Il calvario, il muro, il memoriale

Viaggio difficile, quello di Benedetto XVI in una regione dove soffrono tutti: israeliani e palestinesi, ebrei, musulmani e cristiani. Il suo ruolo di pontefice, cioè costruttore di ponti.

 

«Visita altamente perigliosa, quasi impossibile da gestire con un minimo margine di tranquillità», quella cui s’è sottoposto Benedetto XVI in Terra Santa, secondo le parole del nunzio, mons. Antonio Franco. I colpi di scena si sono in effetti susseguiti, le dichiarazioni si sono rincorse, le polemiche sono nate e sono morte tra un discorso e l’altro, le immagini epocali si sono fissate nella mente.

In quell’incrocio ineguagliato di culture, religioni e popoli che sono Gerusalemme e la sua regione, ogni atto e ogni parola acquistano infatti un profumo, un suono, un colore, un gusto e una consistenza ogni volta diversi. Gerusalemme è un luogo dove il Cielo ha parlato e agito come in nessun altro posto. In modi diversi.

Partendo da Tel Aviv, al termine del lungo viaggio, il papa ha ricordato le «conversazioni feconde con le autorità civili sia in Israele sia nei Territori palestinesi», gli incontri coi cattolici e coi cristiani, e quelli con esponenti di altre religioni. Ed è proprio su questi tre livelli che mi sembra vada letta l’intera visita in Terra Santa.

 

I cristiani come Marlene

 

Marlene Rock – una donna tutta d’un pezzo – è insegnante, sposata con Hannah, profugo nel 1948 da Ein Karem, luogo della Visitazione. Quattro figli, vivono in una casa modesta ma decorosa: il salotto è come un cortiletto con le porte e le scale a vista. E quadri di Madonne, di san Giorgio, dell’ultima cena. Uno scaldabagni è infisso al muro.

La storia del marito basterebbe per capire la complessità della Terra Santa: «Avevo due anni quando, nel 1948, siamo stati costretti dagli israeliani a fuggire a Betlemme. Più tardi sono tornato nella mia casa natale, trovandovi una famiglia ebraica che l’aveva acquistata dal governo». Si interrompe, vuol trovare le parole giuste: «Le mie radici restano là, ma così abbiamo fatto felice un’altra famiglia». Mi svela un particolare non da poco: «Eravamo proprietari di parte del Bosco di Gerusalemme, sette ettari, dove ora è stato edificato il Memoriale dell’Olocausto, Yad Vashem. Anche da questa spoliazione, in fondo, sono ormai libero: sono contento che sia servito a qualcosa di importante».
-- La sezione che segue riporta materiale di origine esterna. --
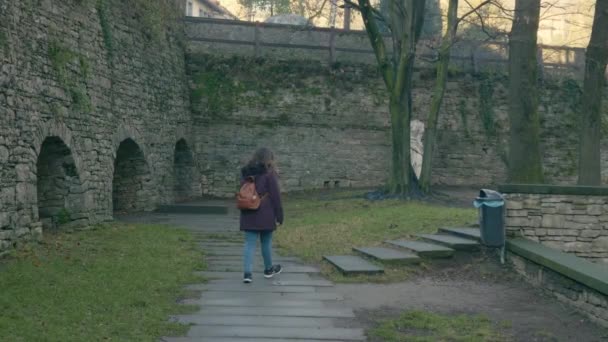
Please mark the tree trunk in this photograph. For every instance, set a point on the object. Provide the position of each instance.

La famiglia Rock è uno spaccato del cattolicesimo di queste parti e delle sue divisioni. Il figlio Joseph dice: «Sono stato scelto assieme alla mia fidanzata Razan per portare le offerte all’altare nella messa del papa. Sono felice, ma lo sarei stato di più se Benedetto XVI avesse deciso di celebrare la messa a Gaza». Il fratello Michel la pensa diversamente: «Questo è un pellegrinaggio nei luoghi della vita di Gesù. Purtroppo i cristiani non sono stati preparati alla visita, di cui si è parlato più in tv che dai pulpiti».
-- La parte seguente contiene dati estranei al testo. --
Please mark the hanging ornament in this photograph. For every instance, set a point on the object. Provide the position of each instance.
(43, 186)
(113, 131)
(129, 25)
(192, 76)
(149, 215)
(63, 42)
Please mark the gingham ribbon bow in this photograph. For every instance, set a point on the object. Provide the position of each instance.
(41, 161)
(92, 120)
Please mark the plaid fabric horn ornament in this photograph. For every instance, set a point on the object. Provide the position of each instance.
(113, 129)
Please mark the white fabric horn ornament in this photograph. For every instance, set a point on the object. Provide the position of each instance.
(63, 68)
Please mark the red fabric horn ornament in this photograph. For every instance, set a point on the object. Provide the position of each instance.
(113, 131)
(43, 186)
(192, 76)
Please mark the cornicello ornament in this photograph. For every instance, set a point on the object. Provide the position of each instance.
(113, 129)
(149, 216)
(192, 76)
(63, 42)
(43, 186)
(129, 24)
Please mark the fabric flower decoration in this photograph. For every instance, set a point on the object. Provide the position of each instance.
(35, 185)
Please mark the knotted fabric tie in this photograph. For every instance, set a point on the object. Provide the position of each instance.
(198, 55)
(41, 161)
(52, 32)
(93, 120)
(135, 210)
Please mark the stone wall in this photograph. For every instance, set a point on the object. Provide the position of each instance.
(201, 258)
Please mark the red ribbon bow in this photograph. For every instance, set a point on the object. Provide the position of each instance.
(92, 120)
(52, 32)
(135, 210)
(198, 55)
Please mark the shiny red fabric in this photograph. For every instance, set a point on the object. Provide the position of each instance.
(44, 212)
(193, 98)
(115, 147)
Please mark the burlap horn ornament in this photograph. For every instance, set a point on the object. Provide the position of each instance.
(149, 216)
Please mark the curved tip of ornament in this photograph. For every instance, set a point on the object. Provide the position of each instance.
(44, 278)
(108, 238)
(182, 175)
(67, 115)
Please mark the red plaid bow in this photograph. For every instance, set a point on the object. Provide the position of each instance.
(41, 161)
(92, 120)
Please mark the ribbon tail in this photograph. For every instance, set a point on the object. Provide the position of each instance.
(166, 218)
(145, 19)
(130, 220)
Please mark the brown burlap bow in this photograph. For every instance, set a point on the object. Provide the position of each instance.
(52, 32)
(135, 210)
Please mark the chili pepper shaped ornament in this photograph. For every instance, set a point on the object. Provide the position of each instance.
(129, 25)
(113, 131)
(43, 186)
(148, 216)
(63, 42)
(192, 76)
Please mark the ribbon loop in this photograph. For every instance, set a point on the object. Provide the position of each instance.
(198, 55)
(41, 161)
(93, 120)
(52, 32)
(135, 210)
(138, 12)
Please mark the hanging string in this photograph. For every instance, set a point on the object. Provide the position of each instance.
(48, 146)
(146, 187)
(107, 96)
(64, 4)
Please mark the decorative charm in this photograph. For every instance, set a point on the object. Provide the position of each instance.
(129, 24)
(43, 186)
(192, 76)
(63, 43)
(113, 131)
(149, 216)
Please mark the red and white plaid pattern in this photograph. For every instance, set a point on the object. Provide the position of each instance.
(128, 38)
Marlene conclude il quadretto familiare. Evoca i «gravi problemi economici e il non potersi muovere liberamente. Il muro sta uccidendo la vita in queste nostre terre». Minoranza nella minoranza? «È vero, ma si può guardare la vita come a un bicchiere mezzo pieno o mezzo vuoto. Io lo vedo mezzo pieno. Gesù stesso non si è mai lamentato perché il suo era un “piccolo gregge”. È andato avanti posando uno sguardo positivo su cose e persone. Siamo cristiani, ma siamo anche palestinesi, e questo ci unisce ai nostri fratelli musulmani». E racconta dei suoi sentimenti: «Il papa è un grande sostegno per i cristiani della Terra Santa. Ci mostra che non dobbiamo odiare nessuno, dobbiamo avere sentimenti di fraternità con tutti».

La storia di Marlene mi sembra spiegare il contesto che il papa ha trovato in Terra Santa in ambiente cattolico. Ma il clima è via via mutato: dalla messa al Getzemani con appena tre-quattromila presenti di cui poche centinaia del luogo (le inflessibili forze dell’ordine erano seimila, due soldati per ogni fedele), s’è passati al calore di Betlemme, dove le presenze sono state almeno diecimila, più della metà composta da cristiani locali (anche da Gaza) con una buona partecipazione musulmana, per finire alle 40 mila presenze in Galilea, a Nazareth.

La visita, auspicata da chi voleva “accreditarsi” presso la comunità internazionale, era guardata con sospetto proprio da buona parte della comunità cattolica, angosciata per il suo futuro. L’esperienza di questi ultimi decenni aveva messo infatti nel loro animo la convinzione che al peggio non c’è limite, e che quindi ogni turbamento alla tregua del momento rischia solo di portare a un peggioramento della situazione. Ma il papa ha poi saputo conquistarsi i “suoi”.

 

Dialogo interreligioso

 

Altro capitolo, quello del dialogo interreligioso, espressione che ormai Benedetto XVI usa di continuo. Anche qui, l’inizio della “tappa” di Gerusalemme non è stato dei migliori, in una riunione con le associazioni impegnate nel dialogo interreligioso. Lo sceicco Tayseer al-Tamimi, capo della Corte islamica dell’autorità palestinese, ha infatti preso il microfono senza preavviso, denunciando lo Stato di Israele e le angherie che i palestinesi subiscono dagli israeliani nella Terra Santa: «Israele ha fatto di Gerusalemme una prigione, vietando ai musulmani e ai cristiani di accedervi e vietando le preghiere nelle chiese e nelle moschee, e a Gaza Israele non ha rispettato i diritti umani». Il papa ha salutato tutti e se n’è andato. Padre Lombardi ha chiosato: «In un evento dedicato al dialogo, tale intervento è stato una negazione del dialogo». «Una vergogna», per il ministero degli Esteri. Poteva essere l’inizio di una discesa senza fine nelle polemiche.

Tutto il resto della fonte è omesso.